TEXAS LOTTERY OPERATOR NOT IMMUNE FROM FRAUD CLAIMS

Nettles v. GTECH Corp. (consolidated with GTECH Corp. v. Steele)
Supreme Court of Texas (June 12, 2020)
Opinion by Justice Busby (linked here)
Concurrence and dissent by Chief Justice Hecht (linked here)
Concurrence and dissent by Justice Boyd (linked here)
In two cases from different appeals courts that were consolidated for argument, a splintered Supreme Court of Texas sent fraud claims against GTECH Corp., which operates the Texas Lottery under a contract with the Lottery Commission, back to trial courts in Dallas and Austin, holding GTECH was not protected from suit by “derivative sovereign immunity.”
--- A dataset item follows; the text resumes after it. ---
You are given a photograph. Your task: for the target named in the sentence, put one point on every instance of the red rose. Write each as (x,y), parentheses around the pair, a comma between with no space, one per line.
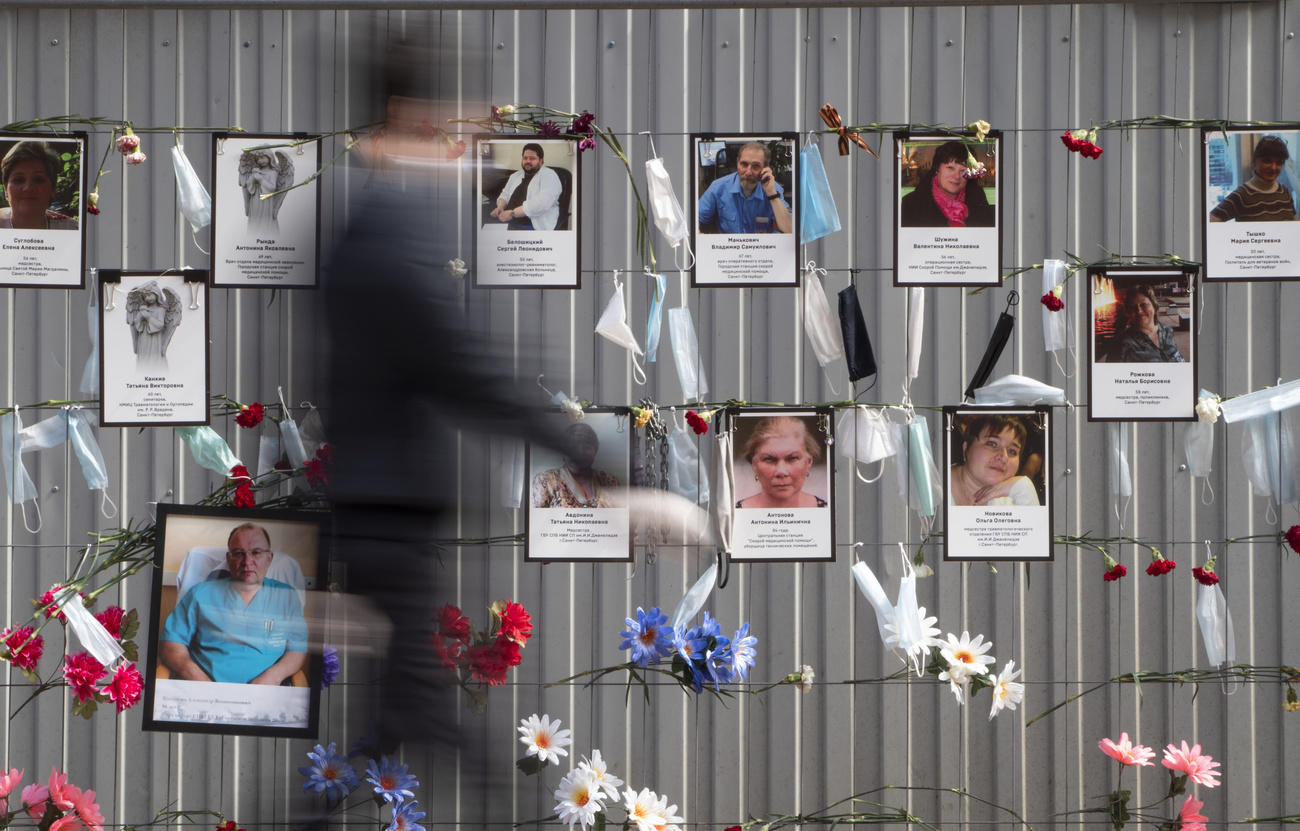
(697,423)
(1294,539)
(250,415)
The cases involved fraud claims by lottery participants based on misleading instructions on the tickets describing the criteria for winning the “Fun 5” scratch-off game. See Nettles v. GTECH Corp., 581 S.W.2d 234 (Tex. App.—Dallas 2017) (affirming trial court’s granting GTECH’s plea to the jurisdiction); GTECH Corp. v. Steele, 549 S.W.3d 768 (Tex. App.—Austin 2018) (affirming denial of jurisdictional plea on fraud claims, but reversing on conspiracy claims). The misleading language was apparently the result of changes requested, and ultimately approved, by the Commission. The two courts, applying the Supreme Court’s reasoning in Brown & Gay Engineering, Inc. v. Olivares, 461 S.W.3d 117, 127 (Tex. 2015), agreed that GTECH would have derivative immunity “to the extent … Plaintiffs are substantively attacking actions and underlying decisions or directives of [the Commission] and not GTECH’s discretionary actions.” The Dallas Court in Nettles held the fraud claims against GTECH failed that test, but the Austin Court in Steele disagreed.
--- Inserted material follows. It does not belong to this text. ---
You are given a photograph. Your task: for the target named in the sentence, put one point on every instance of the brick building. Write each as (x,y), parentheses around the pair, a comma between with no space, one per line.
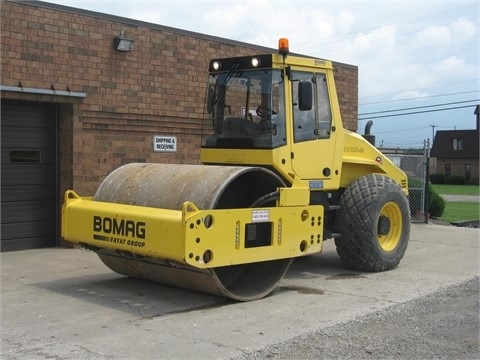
(74,109)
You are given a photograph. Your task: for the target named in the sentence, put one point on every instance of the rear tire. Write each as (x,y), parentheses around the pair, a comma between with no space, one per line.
(374,222)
The Texas Supreme Court was sharply divided in addressing the doctrine of derivative sovereign immunity. The “opinion of the Court,” authored by Justice Busby and joined by only three other justices, noted the Court had not—in Brown & Gay or any other case—adopted the doctrine of derivative immunity, but held GTECH wouldn’t be immune to fraud claims even if the court were to adopt the “control standard” discussed in Brown & Gay. The opinion held, however, that GTECH was immune from claims of conspiracy and aiding and abetting fraud by the Lottery Commission, because such claims “are wholly derivative of an alleged underlying fraud by the Commission alone,” which is not a viable underlying tort on which conspiracy could be predicated.
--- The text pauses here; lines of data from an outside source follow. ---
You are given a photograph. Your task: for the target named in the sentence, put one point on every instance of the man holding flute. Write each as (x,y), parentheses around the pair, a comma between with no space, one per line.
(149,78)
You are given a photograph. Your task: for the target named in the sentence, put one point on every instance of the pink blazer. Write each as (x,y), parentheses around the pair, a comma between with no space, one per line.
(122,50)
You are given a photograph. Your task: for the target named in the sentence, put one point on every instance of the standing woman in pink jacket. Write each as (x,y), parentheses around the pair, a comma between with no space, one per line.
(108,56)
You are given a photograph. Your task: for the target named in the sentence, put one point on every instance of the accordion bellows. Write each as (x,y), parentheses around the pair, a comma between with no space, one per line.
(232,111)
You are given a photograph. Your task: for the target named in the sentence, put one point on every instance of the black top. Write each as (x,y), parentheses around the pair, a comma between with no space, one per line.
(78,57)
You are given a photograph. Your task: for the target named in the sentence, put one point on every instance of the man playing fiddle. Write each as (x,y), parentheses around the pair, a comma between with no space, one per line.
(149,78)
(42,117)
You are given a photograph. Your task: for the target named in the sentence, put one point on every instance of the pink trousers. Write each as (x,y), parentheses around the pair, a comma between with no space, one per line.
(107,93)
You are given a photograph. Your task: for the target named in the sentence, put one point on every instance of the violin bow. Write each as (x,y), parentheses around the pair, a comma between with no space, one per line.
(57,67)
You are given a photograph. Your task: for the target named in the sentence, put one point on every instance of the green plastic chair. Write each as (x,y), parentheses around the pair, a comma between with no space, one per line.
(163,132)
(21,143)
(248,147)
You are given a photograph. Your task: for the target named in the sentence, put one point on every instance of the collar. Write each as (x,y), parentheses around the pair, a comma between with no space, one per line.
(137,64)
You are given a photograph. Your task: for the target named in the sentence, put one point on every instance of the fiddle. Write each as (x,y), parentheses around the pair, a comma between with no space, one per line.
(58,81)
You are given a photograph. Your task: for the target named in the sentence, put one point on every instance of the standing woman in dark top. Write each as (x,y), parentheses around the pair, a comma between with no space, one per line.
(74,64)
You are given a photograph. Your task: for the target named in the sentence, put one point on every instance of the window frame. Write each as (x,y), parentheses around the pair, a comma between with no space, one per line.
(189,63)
Three justices, in an opinion authored by Chief Justice Hecht, dissented from the rejection of GTECH’s immunity from fraud claims in these cases, but joined in extending immunity to the conspiracy claims. Justice Boyd, on the other hand, believed the court should reject the doctrine of derivative immunity altogether, and “reach the simple, logical conclusion that sovereign immunity only protects the sovereign.” He thus joined Justice Busby’s opinion in denying GTECH immunity on the fraud claims, but dissented from finding GTECH immune from the conspiracy claims. Justice Guzman did not participate in the decision.

Importantly, all the participating justices agree GTECH can assert a government-contractor defense to avoid liability for actions taken at the Lottery Commission’s direction, alleging “any fraud was solely the result of the Commission’s representations.” It is not, however, immune from suit on those claims.